Justice Minister Kacy Madu and municipal officials like Mayor Naheed Nenshi told the public: The time for education is over in November 2020.
Yet there are weekly examples of some Albertans defying public health rules by marching unmasked through malls, worshipping at over-capacity church services and walking out on mandatory hotel quarantine. All without any apparent consequences, apart from a handful of tickets.
Some experts told CBC News that allowing these demonstrations to continue is dangerous. It can erode faith that these measures are necessary, and discourage compliance — which, in turn, hampers the province’s ability to fight the pandemic.
Especially, as more transmissible COVID-19 variants threaten the gains Alberta has made to bring down case numbers in recent weeks.
“If the enforcement is simply going to be something symbolic or a token … but doesn’t actually prevent a future such transgressions or deter a group or people from doing this again, then that’s not going to be effective,” said Dr. Tehseen Ladha, an assistant professor in pediatrics at the University of Alberta.
“That sends a message to the community that these rules aren’t important, that perhaps we are safe without following these rules and we’re not.”
Ladha said a third pandemic wave is imminent. The threat of COVID-19 mutations and variants, the race to vaccinate the public and contain the spread depend on public will to follow health restrictions.
But, from what she’s seen, enforcement across the province doesn’t have enough teeth to nab repeat offenders — as well as those posing high-risk to public health.
Protests, acts of disobedience persist across Alberta
Freedom protestors marched maskless through Chinook Centre mall over the long weekend, escorted by police. A video showed one officer shaking a protestors hand, leaning in close to speak to the man directly in his ear.
The mall’s management, in a statement, said it didn’t condone the protest. Police said the lack of physical distance, the leaning in, was all part of a negotiation that saw protestors peacefully leave the mall.
In some cases, like the Grace Life Community Church, sanctions in December, closure orders in January and tickets were ignored. Up until last weekend large, over-capacity services continued inside of the Parkland County church.
“The danger of a situation like that being allowed to go on unregulated for such a long period of time, even more than one service … when you have potentially hundreds of people in a church unmasked and not necessarily distanced, talking and singing, those are examples of what we call super spreader events,” Ladha said.
Early in February, a small group of protestors coached a couple out of mandatory hotel quarantine over the phone in Calgary, telling them to simply walk out. Police were present as the couple loaded their suitcases into a white van, driving by the officers and their cruiser without incident as protestors cheered.
The Calgary Police Service confirmed there is an ongoing investigation into the hotel incident, but no summons were issued.
“Please don’t take the perceived appearance of lack of enforcement, as a reflection of our intent to ticket those who flout the law,” read a statement issued by Calgary Police Service. “We will make every effort to play our part in enforcement.”

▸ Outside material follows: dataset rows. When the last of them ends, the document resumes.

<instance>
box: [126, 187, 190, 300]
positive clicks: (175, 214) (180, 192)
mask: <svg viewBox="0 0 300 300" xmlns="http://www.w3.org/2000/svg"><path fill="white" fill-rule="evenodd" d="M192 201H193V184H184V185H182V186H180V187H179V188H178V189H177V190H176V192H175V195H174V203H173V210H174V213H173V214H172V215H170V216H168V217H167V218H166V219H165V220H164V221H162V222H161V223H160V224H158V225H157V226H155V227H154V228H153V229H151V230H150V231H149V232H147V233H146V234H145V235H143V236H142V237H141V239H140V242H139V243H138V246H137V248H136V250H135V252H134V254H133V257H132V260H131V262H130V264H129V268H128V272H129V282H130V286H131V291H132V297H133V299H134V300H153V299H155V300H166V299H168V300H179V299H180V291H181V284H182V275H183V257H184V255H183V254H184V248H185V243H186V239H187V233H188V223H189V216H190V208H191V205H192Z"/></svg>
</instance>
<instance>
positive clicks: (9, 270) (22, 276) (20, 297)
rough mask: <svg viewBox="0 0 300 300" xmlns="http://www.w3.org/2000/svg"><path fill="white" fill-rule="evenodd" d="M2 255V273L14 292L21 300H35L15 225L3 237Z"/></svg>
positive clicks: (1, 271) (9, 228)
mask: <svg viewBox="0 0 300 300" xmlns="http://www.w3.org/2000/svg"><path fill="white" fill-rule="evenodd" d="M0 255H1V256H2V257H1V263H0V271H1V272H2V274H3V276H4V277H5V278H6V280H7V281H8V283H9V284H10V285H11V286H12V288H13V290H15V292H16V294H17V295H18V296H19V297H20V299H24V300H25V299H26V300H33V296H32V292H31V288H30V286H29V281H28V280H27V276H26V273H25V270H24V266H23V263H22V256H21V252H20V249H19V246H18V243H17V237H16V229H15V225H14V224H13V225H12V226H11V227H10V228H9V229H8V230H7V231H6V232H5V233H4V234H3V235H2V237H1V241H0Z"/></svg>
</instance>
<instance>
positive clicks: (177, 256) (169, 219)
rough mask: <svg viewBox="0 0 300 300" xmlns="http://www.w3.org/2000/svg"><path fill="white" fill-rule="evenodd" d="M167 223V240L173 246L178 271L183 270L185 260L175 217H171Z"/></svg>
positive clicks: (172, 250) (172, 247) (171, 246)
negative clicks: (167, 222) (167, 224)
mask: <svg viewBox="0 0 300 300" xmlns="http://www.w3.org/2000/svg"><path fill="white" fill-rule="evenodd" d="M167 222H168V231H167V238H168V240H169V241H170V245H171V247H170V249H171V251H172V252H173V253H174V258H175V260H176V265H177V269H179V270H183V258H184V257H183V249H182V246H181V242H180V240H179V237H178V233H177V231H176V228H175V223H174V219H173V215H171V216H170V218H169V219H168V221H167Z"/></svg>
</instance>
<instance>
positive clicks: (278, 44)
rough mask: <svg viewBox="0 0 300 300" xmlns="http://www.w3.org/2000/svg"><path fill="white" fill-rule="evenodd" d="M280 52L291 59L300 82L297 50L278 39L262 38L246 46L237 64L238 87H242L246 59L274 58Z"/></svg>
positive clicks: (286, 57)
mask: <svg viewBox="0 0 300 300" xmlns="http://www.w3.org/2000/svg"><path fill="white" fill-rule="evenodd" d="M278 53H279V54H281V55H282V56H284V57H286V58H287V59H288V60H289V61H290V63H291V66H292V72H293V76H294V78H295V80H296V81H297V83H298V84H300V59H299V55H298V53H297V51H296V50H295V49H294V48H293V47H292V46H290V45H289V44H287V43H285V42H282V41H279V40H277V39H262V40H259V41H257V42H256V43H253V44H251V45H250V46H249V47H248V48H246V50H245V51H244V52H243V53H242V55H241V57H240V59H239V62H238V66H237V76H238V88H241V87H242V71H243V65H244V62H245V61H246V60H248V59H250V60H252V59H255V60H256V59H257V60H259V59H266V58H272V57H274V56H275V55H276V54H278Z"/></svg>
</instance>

Alberta’s chief medical officer of health, Dr. Deena Hinshaw, said it’s disappointing to see a small group of Albertans putting their communities at risk.
As for public health enforcement, Hinshaw defers to the expertise of police.

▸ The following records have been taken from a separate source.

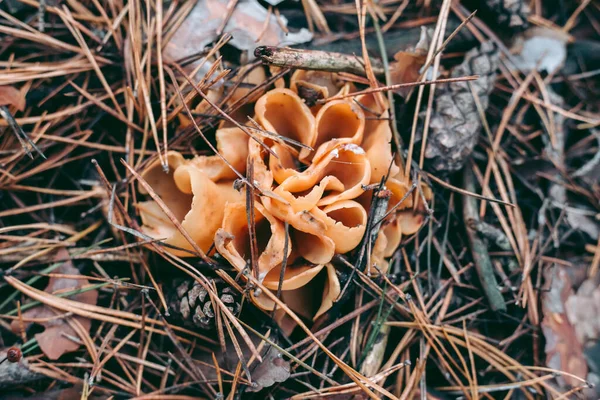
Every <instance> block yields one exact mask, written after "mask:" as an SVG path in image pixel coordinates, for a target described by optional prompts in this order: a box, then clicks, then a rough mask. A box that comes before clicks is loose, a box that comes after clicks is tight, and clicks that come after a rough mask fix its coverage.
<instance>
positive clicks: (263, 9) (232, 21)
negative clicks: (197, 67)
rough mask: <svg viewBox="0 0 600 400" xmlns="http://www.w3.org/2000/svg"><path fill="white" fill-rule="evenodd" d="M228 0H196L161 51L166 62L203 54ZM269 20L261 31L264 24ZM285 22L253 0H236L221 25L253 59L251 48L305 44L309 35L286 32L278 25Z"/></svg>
mask: <svg viewBox="0 0 600 400" xmlns="http://www.w3.org/2000/svg"><path fill="white" fill-rule="evenodd" d="M228 3H229V0H199V1H198V2H197V3H196V5H195V6H194V8H193V9H192V11H190V13H189V14H188V16H187V18H186V19H185V20H184V21H183V23H182V24H181V26H180V27H179V28H178V29H177V31H176V32H175V33H174V34H173V37H172V38H171V40H169V42H168V43H167V45H166V46H165V50H164V53H163V55H164V57H165V60H166V61H167V62H169V61H175V60H179V59H182V58H186V57H190V56H193V55H196V54H199V53H201V52H202V51H204V49H205V47H206V46H207V45H208V44H210V43H211V42H213V41H215V39H216V38H217V30H218V29H219V28H220V27H221V25H222V23H223V21H224V19H225V17H226V15H227V13H228V12H227V5H228ZM267 17H269V22H268V25H267V27H266V29H265V21H266V19H267ZM286 25H287V19H286V18H285V17H283V16H280V17H279V21H278V18H277V17H275V16H274V15H269V13H268V11H267V10H266V9H265V8H264V7H263V6H261V5H260V4H259V3H258V1H256V0H240V1H239V2H238V3H237V4H236V6H235V9H234V11H233V13H232V14H231V17H230V18H229V21H228V22H227V24H226V25H225V29H224V30H223V32H225V33H230V34H231V35H232V39H231V41H230V42H229V44H231V45H232V46H235V47H237V48H238V49H240V50H243V51H247V52H248V56H249V57H250V58H253V57H254V48H255V47H257V46H263V45H271V46H275V45H287V46H290V45H293V44H298V43H304V42H308V41H309V40H311V39H312V34H311V33H310V32H309V31H308V30H307V29H304V28H302V29H301V30H300V31H298V32H297V33H292V32H290V33H286V32H285V31H284V30H283V28H282V26H284V27H285V26H286ZM201 61H202V60H198V61H195V62H193V63H190V64H188V65H187V66H186V67H185V69H186V72H191V71H192V70H194V69H195V68H196V67H197V66H198V65H199V64H200V62H201ZM209 69H210V63H205V64H204V66H203V67H202V69H201V70H200V71H198V74H197V75H196V77H198V78H200V77H202V76H204V74H206V72H208V70H209Z"/></svg>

“There are many cases when that first step does result in better partnership with those individuals, of course when that fails it has always been supported to take the steps that are necessary,” Hinshaw said.
“Those decisions are made by the independent officers in Alberta Health Services and law enforcement officers to enforce in the ways they believe appropriate.”

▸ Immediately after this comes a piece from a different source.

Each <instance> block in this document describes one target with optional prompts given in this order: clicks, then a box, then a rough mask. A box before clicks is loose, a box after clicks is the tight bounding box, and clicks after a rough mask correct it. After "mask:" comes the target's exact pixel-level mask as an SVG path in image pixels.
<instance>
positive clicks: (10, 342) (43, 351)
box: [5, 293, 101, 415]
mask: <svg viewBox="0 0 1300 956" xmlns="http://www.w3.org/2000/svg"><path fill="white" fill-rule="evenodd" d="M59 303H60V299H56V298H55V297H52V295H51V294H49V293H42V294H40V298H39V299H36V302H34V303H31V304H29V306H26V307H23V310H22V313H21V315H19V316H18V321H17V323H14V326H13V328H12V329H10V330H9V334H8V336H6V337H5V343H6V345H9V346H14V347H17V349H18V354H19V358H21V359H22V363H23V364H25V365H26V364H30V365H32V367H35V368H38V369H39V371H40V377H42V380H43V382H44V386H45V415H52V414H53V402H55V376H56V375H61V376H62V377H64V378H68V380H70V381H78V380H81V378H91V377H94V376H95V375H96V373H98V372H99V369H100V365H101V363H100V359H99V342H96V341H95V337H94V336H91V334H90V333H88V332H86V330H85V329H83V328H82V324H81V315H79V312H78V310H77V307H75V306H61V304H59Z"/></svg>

Politicians and health officials all need to walk the walk and set an example to mend public faith, University of Calgary public health researcher Dr. Sajjad Fazel said.
People tend to put trust in health officials, and are more skeptical of politicians, according to Fazel’s research. Alberta, he said, has had its fair share of politicians questioning the need for lockdowns, some even defying them.
This muddies the waters.
“When we do public health messaging, you want to increase the risk perception of COVID-19 such that people do not panic, but they are fearful enough of it,” Fazel said.
“And when you have mixed messages, when people say one thing, but they do another thing … for somebody who is actually following the recommendations, it’s a big blow to them personally.”
Risk, reward calculation
People are breaking public health rules for different reasons, said Lorian Hardcastle, an assistant law professor at the University of Calgary.
Some are risking bad behaviour because they have weighed the risk of getting caught, and paying a fine. And then, there are groups who think the current rules aren’t legally valid and are actively pursuing constitutional challenges.
While the current public health acts may impede on freedoms, Hardcastle said a public health emergency may supersede those rights.
But it’s for the courts to decide.
Hardcastle said law enforcement has an incredibly fine line to walk when it comes to enforcement strategies. In some instances, enforcement can come across as heavy-handed, while other examples, like these ongoing protests, could be seen by the public as a failure to enforce.
“These very public examples of defiance, particularly those people who are actively encouraging others to defy the laws, I don’t think we can let that go on,” Hardcastle said.